Leveraging support vector machine for opcode density based detection of crypto-ransomware

Abstract

Ransomware is a significant global threat, with easy deployment due to the prevalent ransomware-as-a-service model. Machine learning algorithms incorporating the use of opcode characteristics and Support Vector Machine have been demonstrated to be a successful method for general malware detection. This research focuses on crypto-ransomware and uses static analysis of malicious and benign Portable Executable files to extract 443 opcodes across all samples, representing them as density histograms within the dataset. Using the SMO classifier and PUK kernel in the WEKA machine learning toolset it demonstrates that this methodology can achieve 100% precision when differentiating between ransomware and goodware, and 96.5% when differentiating between five crypto-ransomware families and goodware. Moreover, eight different attribute selection methods are evaluated to achieve significant feature reduction.

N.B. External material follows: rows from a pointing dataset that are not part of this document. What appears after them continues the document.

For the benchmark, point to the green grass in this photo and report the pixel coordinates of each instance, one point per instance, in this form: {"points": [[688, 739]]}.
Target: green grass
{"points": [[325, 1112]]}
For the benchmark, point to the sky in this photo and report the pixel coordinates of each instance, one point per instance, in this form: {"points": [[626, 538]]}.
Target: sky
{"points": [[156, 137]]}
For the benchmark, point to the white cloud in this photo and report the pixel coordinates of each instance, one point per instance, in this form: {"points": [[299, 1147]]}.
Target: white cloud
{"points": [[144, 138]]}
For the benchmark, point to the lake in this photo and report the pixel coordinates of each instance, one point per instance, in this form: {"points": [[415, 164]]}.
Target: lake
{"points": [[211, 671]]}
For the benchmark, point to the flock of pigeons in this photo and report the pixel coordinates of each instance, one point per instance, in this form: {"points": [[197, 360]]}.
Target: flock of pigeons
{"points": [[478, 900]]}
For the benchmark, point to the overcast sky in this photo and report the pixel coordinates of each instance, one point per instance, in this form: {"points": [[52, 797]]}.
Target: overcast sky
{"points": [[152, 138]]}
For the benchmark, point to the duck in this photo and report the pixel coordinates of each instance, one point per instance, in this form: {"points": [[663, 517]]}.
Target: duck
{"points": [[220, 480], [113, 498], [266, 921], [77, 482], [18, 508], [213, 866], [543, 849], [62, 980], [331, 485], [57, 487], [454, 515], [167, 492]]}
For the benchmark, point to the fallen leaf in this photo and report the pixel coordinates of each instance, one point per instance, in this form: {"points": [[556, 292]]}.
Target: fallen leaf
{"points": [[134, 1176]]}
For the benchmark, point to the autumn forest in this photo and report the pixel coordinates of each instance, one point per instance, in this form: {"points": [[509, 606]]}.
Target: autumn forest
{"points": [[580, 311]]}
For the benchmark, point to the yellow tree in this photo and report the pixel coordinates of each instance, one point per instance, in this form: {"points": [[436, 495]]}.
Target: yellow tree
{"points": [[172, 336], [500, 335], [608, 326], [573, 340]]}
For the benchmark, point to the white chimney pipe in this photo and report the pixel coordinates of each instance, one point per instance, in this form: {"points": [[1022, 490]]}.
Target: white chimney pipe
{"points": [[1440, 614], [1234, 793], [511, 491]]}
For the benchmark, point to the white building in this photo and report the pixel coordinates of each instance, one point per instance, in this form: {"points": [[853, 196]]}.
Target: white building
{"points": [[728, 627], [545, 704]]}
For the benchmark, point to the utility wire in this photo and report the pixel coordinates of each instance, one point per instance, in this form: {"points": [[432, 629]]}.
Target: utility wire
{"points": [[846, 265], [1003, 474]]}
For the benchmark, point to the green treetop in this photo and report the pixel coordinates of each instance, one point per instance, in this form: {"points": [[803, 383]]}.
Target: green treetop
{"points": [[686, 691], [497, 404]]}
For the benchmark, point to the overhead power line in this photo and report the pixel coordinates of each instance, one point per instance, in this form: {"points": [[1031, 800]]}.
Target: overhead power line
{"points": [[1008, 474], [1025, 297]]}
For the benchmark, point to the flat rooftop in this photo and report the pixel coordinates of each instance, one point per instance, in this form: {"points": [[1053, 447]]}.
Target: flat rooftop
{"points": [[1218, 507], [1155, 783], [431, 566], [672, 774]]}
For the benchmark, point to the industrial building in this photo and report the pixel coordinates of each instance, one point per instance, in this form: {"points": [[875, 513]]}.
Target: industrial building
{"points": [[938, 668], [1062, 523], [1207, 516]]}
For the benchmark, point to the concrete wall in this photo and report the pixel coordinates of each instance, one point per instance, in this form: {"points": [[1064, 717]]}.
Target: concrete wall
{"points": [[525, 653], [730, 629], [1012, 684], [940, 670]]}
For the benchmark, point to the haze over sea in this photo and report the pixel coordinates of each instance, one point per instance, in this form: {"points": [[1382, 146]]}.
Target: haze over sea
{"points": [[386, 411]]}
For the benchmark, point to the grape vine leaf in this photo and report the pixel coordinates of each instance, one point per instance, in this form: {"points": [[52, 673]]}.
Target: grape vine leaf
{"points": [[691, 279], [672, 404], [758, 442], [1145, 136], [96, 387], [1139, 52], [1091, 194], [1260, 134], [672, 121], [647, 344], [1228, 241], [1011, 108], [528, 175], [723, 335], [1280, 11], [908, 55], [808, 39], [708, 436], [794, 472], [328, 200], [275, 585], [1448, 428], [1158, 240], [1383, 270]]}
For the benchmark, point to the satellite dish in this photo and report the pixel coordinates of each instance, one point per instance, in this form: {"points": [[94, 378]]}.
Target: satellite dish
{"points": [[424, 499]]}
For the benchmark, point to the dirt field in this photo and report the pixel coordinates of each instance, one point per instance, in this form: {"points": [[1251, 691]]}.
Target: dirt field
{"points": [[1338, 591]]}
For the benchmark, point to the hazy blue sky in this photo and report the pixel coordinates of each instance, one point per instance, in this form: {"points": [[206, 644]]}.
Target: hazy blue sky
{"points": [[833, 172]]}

Using the CorrelationAttributeEval method close to 100% precision can be maintained with a feature reduction of 59.5%. The CFSSubset filter achieves the highest feature reduction of 97.7% however with a slightly lower precision at 94.2%. Using a ranking method applied across the attribute selection evaluators, the opcodes with the highest predictive importance have been identified as FDIVP, AND, SETLE, XCHG, SETNBE, SETNLE, JB, FILD, JLE, POP, CALL, FSUB, FMUL, MUL, SETBE, FISTP, FSUBRP, INC, FIDIV, FSTSW, JA. The MOV and PUSH opcodes, represented in the dataset with significantly higher density, do not actually have high predictive importance, whereas some rarer opcodes such as SETBE and FIDIV do.